Un projet pilote de vente encadrée de cannabis se prépare en Rhénanie-du-Nord

L’Allemagne continue d’avancer, pas à pas, sur le terrain de la régulation du cannabis. Après la légalisation partielle entrée en vigueur en avril 2024 — permettant la détention et la culture à usage personnel ainsi que la création de clubs de consommateurs — un nouveau jalon pourrait se profiler à Neuss, une ville de quelque 150 000 habitants située en bordure de Düsseldorf.

Selon les informations disponibles, un collectif de professionnels travaille actuellement à la constitution d’un dossier en vue d’obtenir l’autorisation d’ouvrir un point de vente spécialisé en centre-ville. L’originalité du projet réside dans sa vocation explicitement scientifique : il ne s’agirait pas d’un commerce ordinaire, mais d’un dispositif d’observation structuré, conçu pour produire des données sur les comportements d’achat, les profils de consommateurs et les effets du cadre légal sur le marché.

Sur le modèle des essais suisses

Le projet s’inspire ouvertement des pilotes helvétiques, qui font figure de référence en Europe. En Suisse, plusieurs villes — dont Bâle, Berne et Zurich — mènent depuis quelques années des expériences encadrées de vente légale de cannabis à des consommateurs volontaires inscrits, dans le but de comparer les résultats avec le marché illicite et d’alimenter le débat législatif en données objectives.

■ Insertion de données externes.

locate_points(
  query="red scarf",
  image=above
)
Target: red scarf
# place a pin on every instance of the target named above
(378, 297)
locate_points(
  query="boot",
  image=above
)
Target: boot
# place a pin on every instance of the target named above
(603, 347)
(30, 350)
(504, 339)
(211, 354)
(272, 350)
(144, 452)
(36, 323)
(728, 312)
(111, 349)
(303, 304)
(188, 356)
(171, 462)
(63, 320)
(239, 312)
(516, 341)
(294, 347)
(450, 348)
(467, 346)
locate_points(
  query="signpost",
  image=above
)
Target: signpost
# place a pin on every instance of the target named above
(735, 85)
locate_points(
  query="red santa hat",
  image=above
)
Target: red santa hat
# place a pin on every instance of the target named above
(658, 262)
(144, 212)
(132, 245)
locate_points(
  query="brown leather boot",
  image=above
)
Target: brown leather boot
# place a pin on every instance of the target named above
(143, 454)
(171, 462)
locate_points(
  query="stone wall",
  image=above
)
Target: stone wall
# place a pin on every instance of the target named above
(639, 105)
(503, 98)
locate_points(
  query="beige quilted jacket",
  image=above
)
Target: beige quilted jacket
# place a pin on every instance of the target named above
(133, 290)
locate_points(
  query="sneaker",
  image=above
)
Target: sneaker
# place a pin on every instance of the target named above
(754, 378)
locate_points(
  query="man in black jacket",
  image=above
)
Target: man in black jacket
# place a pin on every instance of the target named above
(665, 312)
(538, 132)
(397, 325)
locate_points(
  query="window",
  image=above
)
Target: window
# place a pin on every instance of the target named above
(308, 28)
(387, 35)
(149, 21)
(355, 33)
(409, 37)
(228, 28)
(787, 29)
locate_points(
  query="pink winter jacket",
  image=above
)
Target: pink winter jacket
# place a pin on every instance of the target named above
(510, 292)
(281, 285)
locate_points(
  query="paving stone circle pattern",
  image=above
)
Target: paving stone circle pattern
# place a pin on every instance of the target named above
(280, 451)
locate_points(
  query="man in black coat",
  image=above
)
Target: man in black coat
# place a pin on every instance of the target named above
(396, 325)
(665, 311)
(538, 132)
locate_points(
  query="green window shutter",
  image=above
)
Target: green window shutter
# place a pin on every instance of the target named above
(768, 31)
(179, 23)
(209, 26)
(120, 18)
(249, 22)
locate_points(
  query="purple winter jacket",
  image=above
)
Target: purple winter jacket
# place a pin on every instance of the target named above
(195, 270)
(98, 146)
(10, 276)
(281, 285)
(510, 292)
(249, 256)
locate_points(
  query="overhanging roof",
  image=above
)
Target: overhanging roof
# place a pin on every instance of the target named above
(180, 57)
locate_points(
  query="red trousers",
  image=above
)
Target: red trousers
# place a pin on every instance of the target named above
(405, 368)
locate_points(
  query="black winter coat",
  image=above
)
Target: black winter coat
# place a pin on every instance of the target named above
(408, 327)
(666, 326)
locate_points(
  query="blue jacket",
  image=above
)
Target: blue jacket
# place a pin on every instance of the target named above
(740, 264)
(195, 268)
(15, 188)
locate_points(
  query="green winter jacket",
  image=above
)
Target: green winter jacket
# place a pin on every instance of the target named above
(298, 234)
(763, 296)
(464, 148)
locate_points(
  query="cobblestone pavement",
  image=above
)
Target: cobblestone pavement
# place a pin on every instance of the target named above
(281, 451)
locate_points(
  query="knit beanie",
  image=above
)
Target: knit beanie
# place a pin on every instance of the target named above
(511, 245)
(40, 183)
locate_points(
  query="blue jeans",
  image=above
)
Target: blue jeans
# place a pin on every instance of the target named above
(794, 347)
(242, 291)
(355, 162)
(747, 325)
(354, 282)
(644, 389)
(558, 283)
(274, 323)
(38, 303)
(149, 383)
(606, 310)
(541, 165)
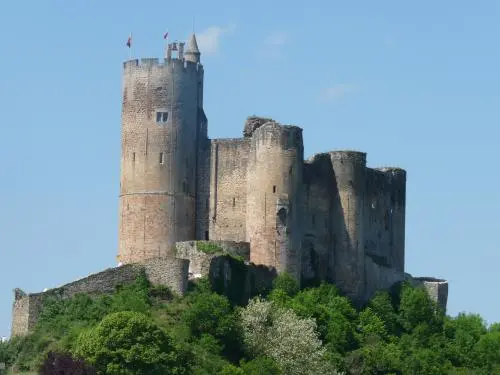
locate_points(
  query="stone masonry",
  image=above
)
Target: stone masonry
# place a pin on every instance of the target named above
(329, 217)
(326, 218)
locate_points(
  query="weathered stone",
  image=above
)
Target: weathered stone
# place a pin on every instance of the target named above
(253, 123)
(326, 218)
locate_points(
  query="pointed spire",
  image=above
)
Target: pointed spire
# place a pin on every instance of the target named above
(192, 53)
(193, 45)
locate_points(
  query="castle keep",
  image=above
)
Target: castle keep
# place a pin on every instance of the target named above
(325, 218)
(329, 217)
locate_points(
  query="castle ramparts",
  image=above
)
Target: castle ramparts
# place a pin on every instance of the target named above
(326, 218)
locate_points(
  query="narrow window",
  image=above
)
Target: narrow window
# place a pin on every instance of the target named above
(161, 117)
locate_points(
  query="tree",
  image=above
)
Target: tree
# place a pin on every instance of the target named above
(212, 314)
(280, 334)
(261, 365)
(129, 343)
(63, 363)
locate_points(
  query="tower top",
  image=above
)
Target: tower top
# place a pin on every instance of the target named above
(192, 52)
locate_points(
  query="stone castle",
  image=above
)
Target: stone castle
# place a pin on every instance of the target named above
(326, 218)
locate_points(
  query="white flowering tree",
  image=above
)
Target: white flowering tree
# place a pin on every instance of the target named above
(280, 334)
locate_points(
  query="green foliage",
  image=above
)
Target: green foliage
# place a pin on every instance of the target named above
(291, 331)
(212, 314)
(281, 335)
(129, 343)
(286, 283)
(208, 247)
(261, 365)
(64, 363)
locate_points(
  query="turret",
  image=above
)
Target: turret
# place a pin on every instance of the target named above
(274, 193)
(162, 121)
(396, 178)
(350, 173)
(192, 52)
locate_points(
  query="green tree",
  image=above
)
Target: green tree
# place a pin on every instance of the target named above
(212, 314)
(261, 365)
(129, 343)
(280, 334)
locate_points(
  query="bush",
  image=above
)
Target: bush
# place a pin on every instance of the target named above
(65, 364)
(129, 343)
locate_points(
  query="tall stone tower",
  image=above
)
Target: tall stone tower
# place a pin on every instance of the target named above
(162, 123)
(274, 197)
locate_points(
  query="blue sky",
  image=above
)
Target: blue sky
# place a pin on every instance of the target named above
(413, 84)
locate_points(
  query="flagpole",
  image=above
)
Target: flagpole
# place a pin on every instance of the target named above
(130, 48)
(165, 47)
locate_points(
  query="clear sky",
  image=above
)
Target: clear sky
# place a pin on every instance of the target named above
(413, 84)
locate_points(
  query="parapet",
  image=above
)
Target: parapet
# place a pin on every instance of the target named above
(287, 136)
(165, 271)
(155, 63)
(348, 156)
(318, 169)
(393, 171)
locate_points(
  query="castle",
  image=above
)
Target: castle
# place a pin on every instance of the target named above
(327, 218)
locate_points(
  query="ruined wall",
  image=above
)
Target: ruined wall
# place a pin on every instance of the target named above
(317, 224)
(228, 201)
(203, 191)
(350, 177)
(436, 288)
(166, 271)
(380, 277)
(159, 158)
(200, 253)
(397, 212)
(274, 194)
(225, 264)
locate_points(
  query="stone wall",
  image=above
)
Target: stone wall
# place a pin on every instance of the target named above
(225, 264)
(380, 277)
(350, 176)
(436, 288)
(274, 175)
(200, 254)
(318, 219)
(228, 200)
(170, 272)
(158, 158)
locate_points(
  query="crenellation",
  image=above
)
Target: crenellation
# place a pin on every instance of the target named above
(329, 217)
(325, 218)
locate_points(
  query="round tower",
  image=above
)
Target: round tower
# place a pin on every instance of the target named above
(161, 117)
(350, 177)
(397, 190)
(274, 192)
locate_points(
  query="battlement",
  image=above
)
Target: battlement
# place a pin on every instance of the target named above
(154, 62)
(350, 156)
(394, 171)
(288, 136)
(318, 158)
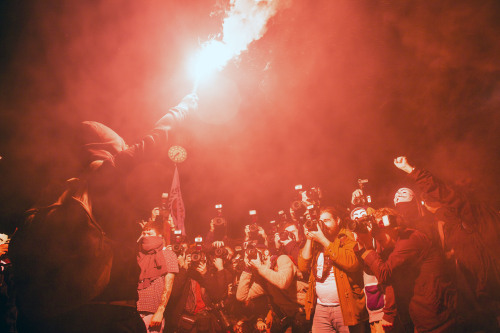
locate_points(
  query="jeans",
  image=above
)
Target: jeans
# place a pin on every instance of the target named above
(146, 317)
(329, 319)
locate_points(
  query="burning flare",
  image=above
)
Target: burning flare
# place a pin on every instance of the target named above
(245, 22)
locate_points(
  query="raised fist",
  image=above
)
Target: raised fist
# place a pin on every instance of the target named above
(401, 163)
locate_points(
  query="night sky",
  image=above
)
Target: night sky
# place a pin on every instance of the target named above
(332, 92)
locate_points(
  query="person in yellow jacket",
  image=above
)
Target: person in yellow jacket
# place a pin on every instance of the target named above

La démarche allemande s’inscrit dans cette même logique : utiliser le commerce comme terrain d’étude plutôt que comme simple vecteur commercial. Les porteurs du projet à Neuss entendent ainsi contribuer à l’évaluation de la politique de légalisation en cours, un exercice que le législateur fédéral allemand a lui-même encouragé en prévoyant des expérimentations régionales de vente réglementée dans le texte de loi adopté en 2024.

Un cadre légal encore en construction

La légalisation partielle allemande, portée par la coalition tripartite sous Olaf Scholz, reste incomplète à ce stade. Si la possession jusqu’à 25 grammes dans l’espace public et la culture de trois pieds à domicile sont désormais tolérées pour les adultes, la vente commerciale au détail n’est pas encore généralisée. Elle ne peut s’effectuer, pour l’heure, que dans le cadre strict d’associations de consommateurs (les Cannabis Social Clubs) ou via des pilotes scientifiques expressément autorisés.

C’est précisément dans cette fenêtre réglementaire que s’engouffre le projet de Neuss. Obtenir le feu vert des autorités compétentes — vraisemblablement au niveau du Land de Rhénanie-du-Nord-Westphalie — constitue la première étape, et elle n’a rien d’acquis.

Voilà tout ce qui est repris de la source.